Der Schussel von der ersten Reihe

POSSE CDU-Landeschef Armin Laschet wird seine Noten-Affäre nicht los. Das liegt vor allem an seinem ungeschickten Krisenmanagement. Grünen-Landeschef Lehmann: „Geschichte wird immer skurriler“

AUS KÖLN HELKE ELLERSIEK

Es ist sein großer Traum: Gerne würde sich Armin Laschet nach der Landtagswahl 2017 als neuer Ministerpräsident von Nordrhein-Westfalen feiern lassen. Doch der Traum des derzeitigen CDU-Oppositionsführers droht jetzt frühzeitig zu zerplatzen. Zum Verhängnis werden könnte ihm eine peinliche Posse um Klausuren, die Laschet als Lehrbeauftragter an der RWTH Aachen verloren, aber trotzdem benotet hat.

Dank seines schlechten Krisenmanagements wird es immer enger für den obersten Christdemokraten des Landes. Inzwischen beschäftigt sein Lavieren in der „Noten-Affäre“ sogar den Wissenschaftsausschuss des Landtags. „Es ist festzustellen, dass die Klausuren verloren gegangen sind und keinerlei Aussicht besteht, sie wieder aufzufinden“, heißt es im Bericht von Landeswissenschaftsministerin Svenja Schulze (SPD), der dem Ausschuss am Mittwoch vorgelegt wurde. Die von Laschet vergebenen Noten müssen annulliert werden, hatte der Prüfungsausschuss der RWTH Aachen kurz vorher entschieden.

15 Jahre lang war Laschet ehrenamtlicher Dozent an der RWTH in Aachen, bis er den Lehrauftrag Ende Mai aufgab. Das war seine Konsequenz daraus, dass er „auf dem Postweg verschwundene“ Klausuren allzu kreativ nachbenotet hatte. Laschet, Partei- und Fraktionschef der NRW-CDU, gab an, sich dabei auf seine Notizen gestützt zu haben. Inzwischen ist allerdings fraglich, ob es sie überhaupt gegeben hat. Denn diese Notizen hat bis heute niemand gesehen – und wird auch niemand mehr sehen: Zunächst wollte Laschet sie nicht vorlegen. Aber er versicherte Anfang Juni: „Ja, sicher gibt’s die noch.

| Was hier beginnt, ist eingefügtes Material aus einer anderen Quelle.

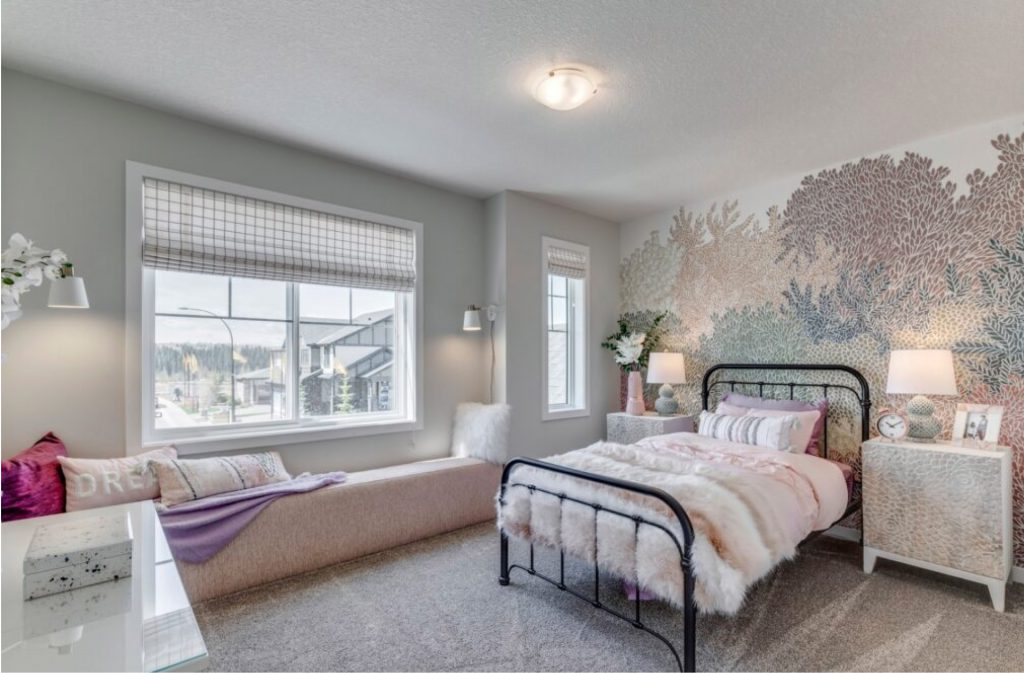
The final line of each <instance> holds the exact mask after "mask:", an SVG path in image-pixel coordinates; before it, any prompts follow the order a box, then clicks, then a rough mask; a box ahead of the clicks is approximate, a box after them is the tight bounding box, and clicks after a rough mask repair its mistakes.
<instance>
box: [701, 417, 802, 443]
mask: <svg viewBox="0 0 1024 673" xmlns="http://www.w3.org/2000/svg"><path fill="white" fill-rule="evenodd" d="M796 422H797V418H796V417H795V416H751V415H746V416H726V415H724V414H711V413H709V412H700V421H699V425H698V426H697V433H698V434H702V435H705V436H707V437H715V438H716V439H724V440H726V441H734V443H736V444H746V445H753V446H756V447H762V448H764V449H771V450H772V451H790V448H791V446H792V441H793V438H792V433H793V425H794V423H796Z"/></svg>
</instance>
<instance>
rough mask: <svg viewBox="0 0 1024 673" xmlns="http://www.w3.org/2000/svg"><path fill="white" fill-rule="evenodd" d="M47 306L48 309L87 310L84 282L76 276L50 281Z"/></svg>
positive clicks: (88, 303) (82, 280)
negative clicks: (85, 308) (78, 309)
mask: <svg viewBox="0 0 1024 673" xmlns="http://www.w3.org/2000/svg"><path fill="white" fill-rule="evenodd" d="M47 305H48V306H49V307H50V308H88V307H89V295H87V294H86V293H85V281H84V280H82V279H81V278H79V277H77V276H69V277H68V278H59V279H57V280H55V281H51V282H50V297H49V301H48V302H47Z"/></svg>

Ich denke mal ja.“ Am Dienstag teilte er einem ausgewählten Kreis von Journalisten mit, er habe die Unterlagen längst entsorgt, „wie sonst auch“.

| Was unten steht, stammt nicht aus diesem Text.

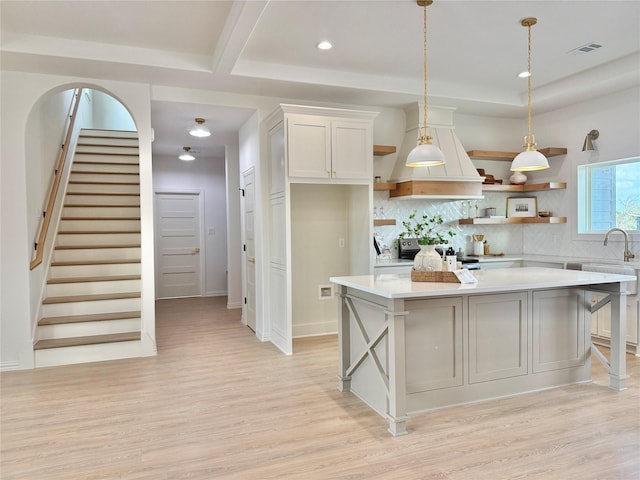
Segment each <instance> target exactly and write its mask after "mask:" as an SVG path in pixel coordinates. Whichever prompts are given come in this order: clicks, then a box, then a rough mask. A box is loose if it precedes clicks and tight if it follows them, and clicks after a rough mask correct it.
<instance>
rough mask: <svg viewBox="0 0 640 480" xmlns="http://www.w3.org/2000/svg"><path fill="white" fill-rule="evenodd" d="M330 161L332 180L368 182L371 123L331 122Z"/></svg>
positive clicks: (371, 174) (371, 163) (369, 173)
mask: <svg viewBox="0 0 640 480" xmlns="http://www.w3.org/2000/svg"><path fill="white" fill-rule="evenodd" d="M331 161H332V163H331V165H332V177H333V178H337V179H359V180H370V179H371V178H372V177H373V137H372V132H371V123H369V122H359V121H348V120H334V121H332V122H331Z"/></svg>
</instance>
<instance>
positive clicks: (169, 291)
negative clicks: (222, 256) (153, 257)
mask: <svg viewBox="0 0 640 480" xmlns="http://www.w3.org/2000/svg"><path fill="white" fill-rule="evenodd" d="M201 200H202V199H201V195H200V192H156V194H155V204H156V208H155V211H156V251H157V254H156V292H157V294H156V297H157V298H176V297H195V296H201V295H202V284H203V281H202V272H203V267H202V259H203V257H204V255H202V254H201V248H202V241H201V238H202V232H201V225H202V219H201V212H202V208H201Z"/></svg>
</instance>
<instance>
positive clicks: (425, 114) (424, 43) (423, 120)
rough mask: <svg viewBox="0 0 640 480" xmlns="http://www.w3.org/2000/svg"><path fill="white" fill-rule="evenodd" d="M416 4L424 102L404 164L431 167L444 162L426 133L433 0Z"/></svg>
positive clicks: (411, 166) (439, 164) (440, 150)
mask: <svg viewBox="0 0 640 480" xmlns="http://www.w3.org/2000/svg"><path fill="white" fill-rule="evenodd" d="M417 3H418V6H420V7H422V8H423V30H422V31H423V33H424V43H423V46H424V50H423V52H424V56H423V73H424V103H423V108H424V111H423V117H422V120H423V125H422V127H423V130H422V133H421V135H420V136H419V137H418V145H417V146H416V147H415V148H414V149H413V150H411V152H409V155H407V160H406V162H405V165H406V166H407V167H433V166H435V165H443V164H444V163H445V159H444V154H443V153H442V151H441V150H440V149H439V148H438V147H436V146H435V145H432V144H431V137H430V136H429V135H427V7H428V6H429V5H431V4H432V3H433V0H417Z"/></svg>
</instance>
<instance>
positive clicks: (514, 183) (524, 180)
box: [509, 172, 527, 185]
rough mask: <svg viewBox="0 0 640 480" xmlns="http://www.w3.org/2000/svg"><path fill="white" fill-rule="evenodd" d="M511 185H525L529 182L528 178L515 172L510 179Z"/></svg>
mask: <svg viewBox="0 0 640 480" xmlns="http://www.w3.org/2000/svg"><path fill="white" fill-rule="evenodd" d="M509 181H510V182H511V185H524V184H525V183H526V182H527V176H526V175H525V174H524V173H522V172H513V175H511V176H510V177H509Z"/></svg>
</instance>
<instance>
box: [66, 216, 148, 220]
mask: <svg viewBox="0 0 640 480" xmlns="http://www.w3.org/2000/svg"><path fill="white" fill-rule="evenodd" d="M60 220H140V217H139V216H138V217H62V218H61V219H60Z"/></svg>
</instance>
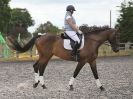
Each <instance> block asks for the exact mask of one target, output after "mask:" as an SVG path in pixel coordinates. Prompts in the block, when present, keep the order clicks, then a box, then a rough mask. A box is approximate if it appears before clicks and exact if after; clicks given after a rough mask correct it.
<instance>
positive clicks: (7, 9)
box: [0, 0, 11, 33]
mask: <svg viewBox="0 0 133 99" xmlns="http://www.w3.org/2000/svg"><path fill="white" fill-rule="evenodd" d="M9 2H10V0H0V32H2V33H5V32H6V29H7V25H8V23H9V21H10V17H11V14H10V12H11V9H10V7H9V5H8V4H9Z"/></svg>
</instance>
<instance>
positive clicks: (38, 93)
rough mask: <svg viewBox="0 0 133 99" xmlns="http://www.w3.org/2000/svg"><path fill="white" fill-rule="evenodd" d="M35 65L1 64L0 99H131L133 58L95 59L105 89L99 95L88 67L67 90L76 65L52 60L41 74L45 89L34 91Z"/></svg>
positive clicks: (131, 95) (70, 63)
mask: <svg viewBox="0 0 133 99" xmlns="http://www.w3.org/2000/svg"><path fill="white" fill-rule="evenodd" d="M34 63H35V62H33V61H31V62H29V61H28V62H1V63H0V99H133V56H123V57H101V58H98V59H97V68H98V73H99V77H100V80H101V82H102V84H103V86H104V88H105V89H106V91H104V92H101V91H100V89H98V88H97V86H96V84H95V79H94V77H93V74H92V72H91V69H90V67H89V65H88V64H86V65H85V66H84V67H83V69H82V70H81V72H80V73H79V75H78V76H77V78H76V80H75V83H74V88H75V89H74V91H69V87H68V82H69V79H70V77H71V76H72V74H73V72H74V69H75V68H76V64H77V63H76V62H72V61H65V60H60V59H53V60H51V61H50V62H49V64H48V66H47V68H46V71H45V73H44V79H45V85H46V87H47V89H42V87H41V86H40V85H39V86H38V87H37V88H35V89H34V88H33V83H34V75H33V73H34V72H33V68H32V65H33V64H34Z"/></svg>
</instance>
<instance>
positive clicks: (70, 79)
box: [69, 62, 85, 90]
mask: <svg viewBox="0 0 133 99" xmlns="http://www.w3.org/2000/svg"><path fill="white" fill-rule="evenodd" d="M84 65H85V62H79V63H78V65H77V67H76V69H75V71H74V74H73V77H71V79H70V81H69V86H70V90H73V89H74V88H73V83H74V80H75V78H76V77H77V75H78V74H79V72H80V70H81V69H82V67H83V66H84Z"/></svg>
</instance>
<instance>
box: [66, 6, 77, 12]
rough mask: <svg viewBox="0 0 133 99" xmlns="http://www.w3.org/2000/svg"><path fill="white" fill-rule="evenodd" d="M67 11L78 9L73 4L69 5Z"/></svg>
mask: <svg viewBox="0 0 133 99" xmlns="http://www.w3.org/2000/svg"><path fill="white" fill-rule="evenodd" d="M66 11H76V10H75V7H74V6H73V5H68V6H67V8H66Z"/></svg>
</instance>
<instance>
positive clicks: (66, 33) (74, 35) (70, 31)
mask: <svg viewBox="0 0 133 99" xmlns="http://www.w3.org/2000/svg"><path fill="white" fill-rule="evenodd" d="M65 32H66V34H67V35H68V36H69V37H70V38H71V39H72V40H74V41H77V42H78V43H80V39H79V38H78V36H77V34H76V32H75V31H65Z"/></svg>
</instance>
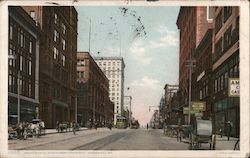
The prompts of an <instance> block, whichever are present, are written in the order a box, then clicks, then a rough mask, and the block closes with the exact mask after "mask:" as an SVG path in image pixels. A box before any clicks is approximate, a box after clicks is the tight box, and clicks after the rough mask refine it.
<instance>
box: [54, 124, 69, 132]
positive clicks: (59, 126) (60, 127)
mask: <svg viewBox="0 0 250 158" xmlns="http://www.w3.org/2000/svg"><path fill="white" fill-rule="evenodd" d="M70 128H71V125H70V123H69V122H61V123H59V122H58V123H57V127H56V129H57V132H58V133H59V132H64V131H65V132H68V131H70Z"/></svg>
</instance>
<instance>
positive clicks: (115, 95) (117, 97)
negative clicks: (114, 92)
mask: <svg viewBox="0 0 250 158" xmlns="http://www.w3.org/2000/svg"><path fill="white" fill-rule="evenodd" d="M109 95H110V96H113V97H115V96H117V99H118V96H119V95H120V94H119V93H112V92H109Z"/></svg>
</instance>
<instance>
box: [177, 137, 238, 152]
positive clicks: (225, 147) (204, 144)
mask: <svg viewBox="0 0 250 158" xmlns="http://www.w3.org/2000/svg"><path fill="white" fill-rule="evenodd" d="M237 140H238V138H234V137H230V139H229V141H228V140H227V137H226V136H223V137H222V138H221V137H220V135H216V142H215V143H216V144H215V150H234V145H235V143H236V141H237ZM182 142H183V143H189V139H188V138H187V139H182ZM202 146H203V147H206V148H209V144H202Z"/></svg>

Wie auch immer: So oder so waren Laschets „Notizen“ wohl wenig tauglich. Sonst hätte er schließlich kaum 35 Studierende benotet, obwohl nur 28 die Klausur mitgeschrieben hatten.

Wissenschaftsministerin Schulze schreibt in ihrer Bewertung der Affäre, es könne „nicht bestätigt werden“, dass Laschet die ihm „obliegende Sorgfalt vollumfänglich hat walten lassen“.

So kann man sein Krisenmanagement auch nennen. Als er Anfang des Monats gefragt wurde, wie so etwas denn passieren konnte, war seine Antwort: „Ich habe dafür eine ganz einfache Erklärung.“ Geben werde er die aber nicht.

Der Spott über Laschet wächst seitdem von Tag zu Tag. Sogar eine Website mit einem „Laschet-Orakel“ gibt es inzwischen. Dort wird man aufgefordert, eine beliebige Frage einzugeben, worauf ein Meme des CDU-Landeschefs erscheint. Überschrift: „Ich könnte es Ihnen erklären … Aber ich mache es nicht!“ Beim letzten CDU-Landesparteitag entschuldigte sich Laschet für sein Statement: „Das war zugegebenermaßen keine besonders geistreiche Erklärung.“

Die ganze Geschichte werde „immer skurriler“, kommentiert Grünen-Landeschef Sven Lehmann das unglückliche Agieren Laschets. „So langsam stellt sich die Frage, ob neben den Notizen nicht auch die Wahrheit im Altpapier verschwunden ist“, sagte Lehmann der taz.